2. We must accordingly allow the petition, and issue a direction to the State Government to reconsider and dispose of the application made by the petitioner for premature release within a period of four weeks from today. It shall be open to the government to come to its own decision as to whether the benefit of premature release should be extended to the petitioner or not, having regard to all the attendant facts and circumstances of the case."
15. In the matter of State of MP V. Ratan Singh & Others passed in AIR 1976 SC 1552 Hon'ble Supreme Court held in para 9 as under:
"9. From a review of the authorities and the statutory provisions of the Code of Criminal Procedure the following propositions emerge: (1) that a sentence of imprisonment for life does not automatically expire at the end of 20 years including the remissions, because the administrative rules framed under the various Jail Manuals or under the Prisons Act cannot supersede the statutory provisions of the Indian Penal Code. A sentence of imprisonment for life means a sentence for the entire life of the prisoner unless the appropriate Government chooses to exercise its discretion to remit either the whole or a part of the sentence under Section 401 of the Code of Criminal Procedure."
16. Having regard to the aforesaid position in law, this Court is of the opinion that the life sentence which is awarded to the petitioners is for a period of their entire remaining life till their last breath and
the power to grant remission lies with the State Government.
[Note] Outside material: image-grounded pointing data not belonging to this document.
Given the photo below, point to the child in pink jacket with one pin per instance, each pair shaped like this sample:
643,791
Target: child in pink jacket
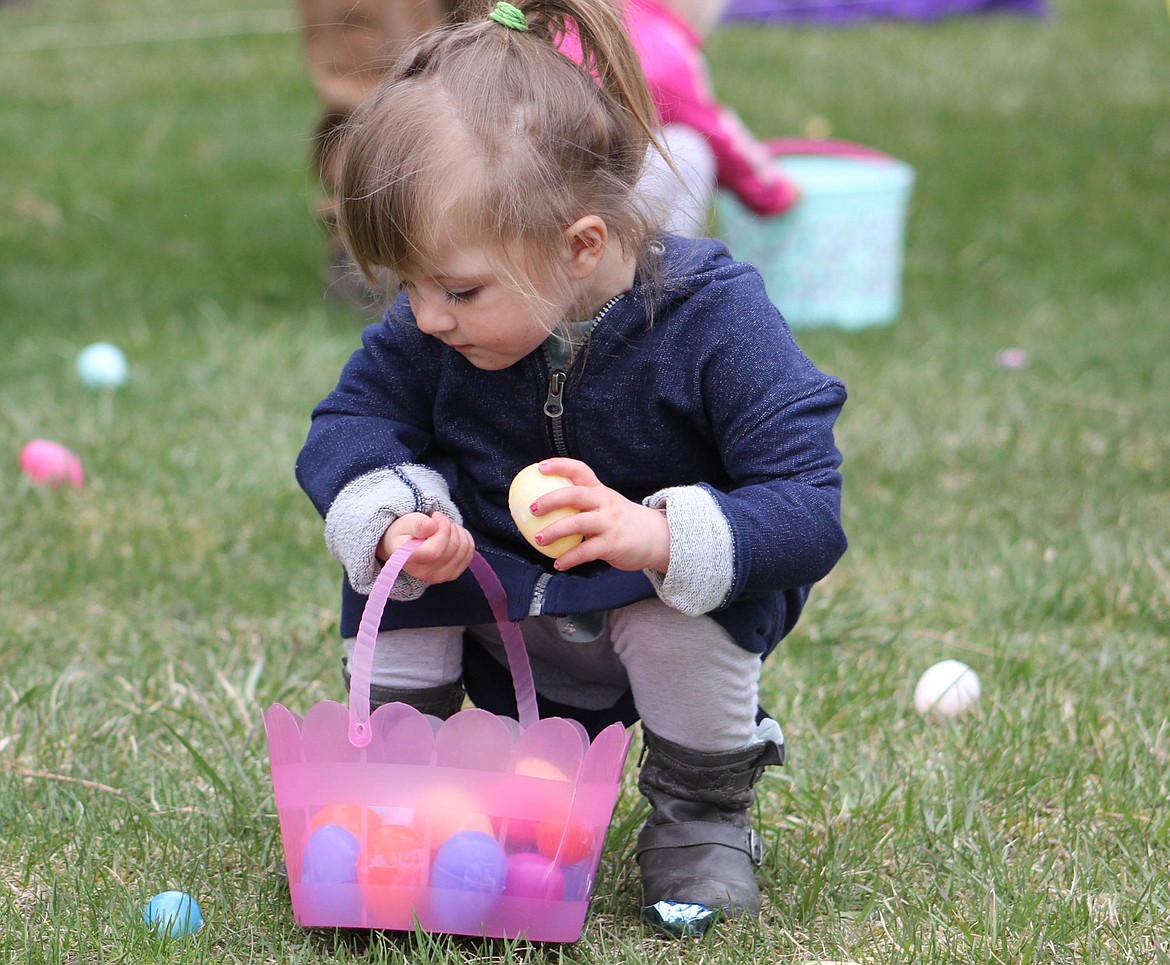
708,143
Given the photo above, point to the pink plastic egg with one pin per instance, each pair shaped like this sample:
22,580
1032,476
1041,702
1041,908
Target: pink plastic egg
50,463
534,876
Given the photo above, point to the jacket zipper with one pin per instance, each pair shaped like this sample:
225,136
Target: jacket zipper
555,407
555,399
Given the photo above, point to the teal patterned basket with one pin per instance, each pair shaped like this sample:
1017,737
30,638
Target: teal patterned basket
835,256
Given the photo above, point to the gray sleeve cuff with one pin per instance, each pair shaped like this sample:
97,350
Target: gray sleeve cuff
364,510
701,571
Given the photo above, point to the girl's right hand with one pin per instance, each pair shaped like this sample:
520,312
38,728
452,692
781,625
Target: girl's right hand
446,551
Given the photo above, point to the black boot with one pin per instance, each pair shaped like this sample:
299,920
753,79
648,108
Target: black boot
441,702
697,852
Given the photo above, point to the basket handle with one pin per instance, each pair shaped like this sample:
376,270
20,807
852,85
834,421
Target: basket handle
825,146
371,620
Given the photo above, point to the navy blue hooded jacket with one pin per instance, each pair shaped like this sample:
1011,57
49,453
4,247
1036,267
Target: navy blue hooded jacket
709,390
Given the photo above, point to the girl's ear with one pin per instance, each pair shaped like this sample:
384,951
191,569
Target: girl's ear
586,239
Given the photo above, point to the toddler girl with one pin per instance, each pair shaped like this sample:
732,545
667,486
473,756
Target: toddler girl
543,318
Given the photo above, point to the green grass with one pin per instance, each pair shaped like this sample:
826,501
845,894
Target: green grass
156,194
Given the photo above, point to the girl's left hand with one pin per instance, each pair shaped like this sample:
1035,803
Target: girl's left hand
624,533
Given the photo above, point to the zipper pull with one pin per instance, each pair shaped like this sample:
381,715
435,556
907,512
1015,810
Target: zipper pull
555,404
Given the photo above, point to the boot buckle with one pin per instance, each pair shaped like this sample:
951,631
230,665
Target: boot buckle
756,848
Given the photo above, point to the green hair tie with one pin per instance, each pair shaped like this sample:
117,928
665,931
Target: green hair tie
509,15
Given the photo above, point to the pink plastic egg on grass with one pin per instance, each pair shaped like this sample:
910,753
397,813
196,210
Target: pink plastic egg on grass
50,463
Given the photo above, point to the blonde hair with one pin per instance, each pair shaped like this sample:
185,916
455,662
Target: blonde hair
495,133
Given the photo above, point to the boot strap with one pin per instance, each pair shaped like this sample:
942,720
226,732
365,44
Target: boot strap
687,834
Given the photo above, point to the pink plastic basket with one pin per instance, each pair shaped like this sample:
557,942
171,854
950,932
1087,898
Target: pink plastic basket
479,825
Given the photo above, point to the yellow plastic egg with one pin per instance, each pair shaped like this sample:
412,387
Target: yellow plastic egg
529,486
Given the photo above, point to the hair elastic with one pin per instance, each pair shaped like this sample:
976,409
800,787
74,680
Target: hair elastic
509,15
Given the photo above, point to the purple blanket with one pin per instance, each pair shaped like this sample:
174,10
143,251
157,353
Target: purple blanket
852,11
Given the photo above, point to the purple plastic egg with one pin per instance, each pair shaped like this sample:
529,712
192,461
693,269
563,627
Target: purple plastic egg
331,856
466,881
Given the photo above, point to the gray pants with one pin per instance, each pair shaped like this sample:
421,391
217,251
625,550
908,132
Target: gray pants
692,682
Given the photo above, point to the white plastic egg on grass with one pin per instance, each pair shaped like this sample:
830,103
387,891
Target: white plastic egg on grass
102,365
947,689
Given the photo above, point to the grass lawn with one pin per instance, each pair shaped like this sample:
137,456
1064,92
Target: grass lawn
155,193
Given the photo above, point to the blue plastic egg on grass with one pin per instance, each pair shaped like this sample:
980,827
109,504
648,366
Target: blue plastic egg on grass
102,365
331,856
174,914
467,880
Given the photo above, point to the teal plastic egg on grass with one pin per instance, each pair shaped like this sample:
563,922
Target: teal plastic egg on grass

In view of the fact that the petitioners have completed about 20 years of sentence, this Court is of the opinion that the issue relating to release of the petitioners after granting the benefit of remission now needs to be considered by the competent authority of the State Government in accordance with law.
17. In view of the aforesaid discussion, it is quite vivid that the State Government was obliged to give a brief reason in order to demonstrate that the case of the petitioners has been considered. In this case also Presiding Officer has not recommended the remission of the petitioner vide memo dated 06.03.2003 (Annexure P/5) and the State Government has agreed with the recommendation of the learned Presiding Judge which has convicted the petitioners and rejected the application filed under Section 432(1) of the Cr.P.C. Unreasonably, it is contrary to the well settled law noticed hereinabove in this regard.
18. Accordingly, the order impugned is setaside and the matter is remitted to the State Government to reconsider and dispose of the application made by the petitioners for their premature release after calling the opinion of the Presiding Officer of the convicting Court, within a period of four weeks from the releasing of this Order. It shall be open to the State Government to reach to its own conclusion as to whether the benefit of premature release should be extended to the petitioners or not having regard to all the facts and circumstances of the case. State Government may also take into consideration the decision rendered by this Court in the matter of Amarnath Pandey V. State of Chhattisgarh & Others passed in W.P.(PIL) No. 78/2017, vide its order dated
02.05.2019.
19. It is made clear that this Court has not expressed any opinion on the merits of the matter.
20. With the aforesaid observation, the writ petition stands finally disposed of. No order as to cost(s).